Foto: Derek Ridgers / www.derekridgers.com

Sprawa jest niezwykle poważna, bo fala jurnych dżentelmenów z „ajfonami”, którzy zalewają Europę, to nie żaden spisek, ale dramatyczny fakt. Pierwsza o tym przekonała się Francja, jednak francuska recepta na walkę z patologią, to albo głęboka naiwność albo prowokacja. Malowanie kredą na chodnikach pacyfistycznych haseł tuż po terrorystycznych atakach, czy śpiewanie komunistycznego hymnu „Imagine”, to zachęta dla dalszej agresji i narzucania antykultury przez agresorów.

Drugi kraj, który założył francuskie buty, to Niemcy i tak naprawdę do dziś niewiadomo dlaczego tak się stało. Angela Merkel doprowadziła do wielkiego kryzysu Niemcy z całą Europą i to właśnie ona jest autorką tych absurdalnych słów, że do Europy zmierzają lekarze i inżynierowie. Jakie wnioski powinna wyciągnąć Polska z błędów Francji i Niemiec? Pierwszy wniosek jest oczywisty, trzeba budować taką atmosferę społeczną, która będzie barierą dla „inżynierów” i „lekarzy”, ale ten proces wymaga rzetelności i zdrowego rozsądku. Tymczasem na portalu „X” pojawiła się cała seria filmików z tezą „Oni już są u nas”.

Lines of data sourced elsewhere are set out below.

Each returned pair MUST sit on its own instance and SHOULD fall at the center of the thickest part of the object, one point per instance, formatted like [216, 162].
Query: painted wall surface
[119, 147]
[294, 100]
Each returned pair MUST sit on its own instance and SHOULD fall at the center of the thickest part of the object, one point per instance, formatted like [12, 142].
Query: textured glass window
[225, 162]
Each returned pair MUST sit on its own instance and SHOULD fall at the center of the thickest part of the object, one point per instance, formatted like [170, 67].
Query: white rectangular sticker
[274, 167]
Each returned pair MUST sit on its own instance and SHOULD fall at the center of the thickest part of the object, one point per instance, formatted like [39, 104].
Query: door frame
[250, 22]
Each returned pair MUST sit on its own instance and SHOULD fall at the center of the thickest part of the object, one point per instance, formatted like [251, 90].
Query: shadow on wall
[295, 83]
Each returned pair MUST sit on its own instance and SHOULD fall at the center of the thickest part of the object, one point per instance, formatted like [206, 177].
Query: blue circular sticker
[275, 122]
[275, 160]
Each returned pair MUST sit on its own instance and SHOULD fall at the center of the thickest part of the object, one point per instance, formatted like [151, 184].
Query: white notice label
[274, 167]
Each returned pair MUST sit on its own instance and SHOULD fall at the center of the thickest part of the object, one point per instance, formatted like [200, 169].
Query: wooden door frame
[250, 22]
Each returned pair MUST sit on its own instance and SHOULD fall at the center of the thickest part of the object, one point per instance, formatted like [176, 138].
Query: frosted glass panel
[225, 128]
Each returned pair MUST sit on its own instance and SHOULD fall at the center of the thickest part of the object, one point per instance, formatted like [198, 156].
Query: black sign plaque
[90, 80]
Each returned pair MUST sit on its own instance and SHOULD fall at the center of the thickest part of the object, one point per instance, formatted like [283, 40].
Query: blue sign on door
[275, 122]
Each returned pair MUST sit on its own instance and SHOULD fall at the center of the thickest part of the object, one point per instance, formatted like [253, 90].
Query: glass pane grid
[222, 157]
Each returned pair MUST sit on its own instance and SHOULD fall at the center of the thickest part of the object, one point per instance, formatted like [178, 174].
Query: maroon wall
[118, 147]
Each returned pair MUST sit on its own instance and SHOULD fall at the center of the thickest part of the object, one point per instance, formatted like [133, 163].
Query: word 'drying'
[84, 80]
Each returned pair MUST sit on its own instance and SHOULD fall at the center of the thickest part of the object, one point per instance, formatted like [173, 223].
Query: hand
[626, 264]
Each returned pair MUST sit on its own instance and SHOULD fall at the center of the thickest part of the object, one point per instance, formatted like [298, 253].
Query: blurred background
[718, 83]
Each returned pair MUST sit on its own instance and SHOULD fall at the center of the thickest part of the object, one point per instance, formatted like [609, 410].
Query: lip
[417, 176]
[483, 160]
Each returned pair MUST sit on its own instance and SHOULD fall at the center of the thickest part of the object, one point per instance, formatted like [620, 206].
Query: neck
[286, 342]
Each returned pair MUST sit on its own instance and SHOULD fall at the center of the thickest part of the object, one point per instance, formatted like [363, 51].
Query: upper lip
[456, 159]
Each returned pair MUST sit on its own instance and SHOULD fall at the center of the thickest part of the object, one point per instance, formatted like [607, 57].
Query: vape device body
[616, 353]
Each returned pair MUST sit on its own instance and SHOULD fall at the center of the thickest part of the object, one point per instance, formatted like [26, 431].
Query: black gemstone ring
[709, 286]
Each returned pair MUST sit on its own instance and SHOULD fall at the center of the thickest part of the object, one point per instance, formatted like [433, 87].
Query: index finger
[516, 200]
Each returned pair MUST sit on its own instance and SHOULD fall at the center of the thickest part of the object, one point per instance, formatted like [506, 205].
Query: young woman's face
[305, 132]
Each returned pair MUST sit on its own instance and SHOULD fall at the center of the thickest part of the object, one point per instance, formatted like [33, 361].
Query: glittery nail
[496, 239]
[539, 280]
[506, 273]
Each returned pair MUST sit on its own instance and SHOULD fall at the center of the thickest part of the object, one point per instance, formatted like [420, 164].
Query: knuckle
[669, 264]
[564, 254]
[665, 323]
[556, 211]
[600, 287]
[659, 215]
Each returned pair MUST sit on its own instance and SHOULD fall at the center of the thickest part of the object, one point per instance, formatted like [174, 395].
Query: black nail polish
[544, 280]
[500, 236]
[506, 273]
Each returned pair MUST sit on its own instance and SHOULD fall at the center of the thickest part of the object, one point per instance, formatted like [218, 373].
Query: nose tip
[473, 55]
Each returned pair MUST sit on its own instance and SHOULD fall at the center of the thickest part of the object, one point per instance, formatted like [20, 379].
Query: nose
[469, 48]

Co jest prawdą, a co kłamstwem w tym propagandowym obrazku? Prawdą jest to, że rzeczywiście film został nagrany we Wrocławiu, dokładnie przy al. Kasprowicza, gdzie znajduje się Muzułmańskie Centrum Kulturalno-Oświatowe. Prawdą jest, że na filmie widzimy muzułmanów, którzy zgromadzili się przed meczetem, ale cała reszta niestety jest bardzo szkodliwą manipulacją. Muzułmanie obchodzą swoje najważniejsze święto zwane Ramadan i tak się składa, że w każdym większym mieście w Polsce znajdziemy nie tylko kościół, ale synagogę i meczet. Nie ma w związku z tym nic dziwnego, że w czasie najważniejszego dla muzułmanów święta w polskich miastach zbierają się grupy muzułmanów, aby to święto obchodzić.

Skąd się wzięli świętujący? Na załączonym nagraniu widać wyraźnie, że to jest grupa góra kilkudziesięciu osób, a we Wrocławiu mieszka prawie milion ludzi. W takiej dużej populacji musi się znaleźć najmniej kilkanaście tysięcy muzułmanów: studentów, turystów, członków korpusu dyplomatycznego. Budowanie sensacji i propagandy na tym, że w świętym dniu dla muzułmanów przed wrocławskim, czy jakimkolwiek innym meczetem zebrało się góra 100 wiernych, nie jest dobrym pomysłem na obronę Polski przed zalewem „uchodźców”. Mało tego, tak głupią propagandę da się zbić w bardzo prosty sposób i z pewnością uczestnicy „marszu patriotów” zapowiedzianego na dzień 11 maja takiej gratki nie przepuszczą.

Trzeba bardzo uważać gdy się broni narodowych interesów, żeby nie w paść w pułapkę tępego rasizmu. Ramadan już się skończył, w Polsce nie doszło do żadnych incydentów, nikt nie strzelał i nie wjeżdżał w tłum przechodniów. Nie róbmy afery tam, gdzie jej nie ma, a czujnością, która jest bardzo potrzebna, nie budujmy atmosfery linczu. Umówmy się, co do jednego – nie chcemy w Polsce drugiej Francji i Niemiec, ale do osiągnięcia tego celu potrzebny jest zdrowy rozsadek, a nie łysy i pusty łeb skinheada.

Nie wierzymy nikomu, nie wierzymy w nic! Patrzymy na fakty i wyciągamy wnioski!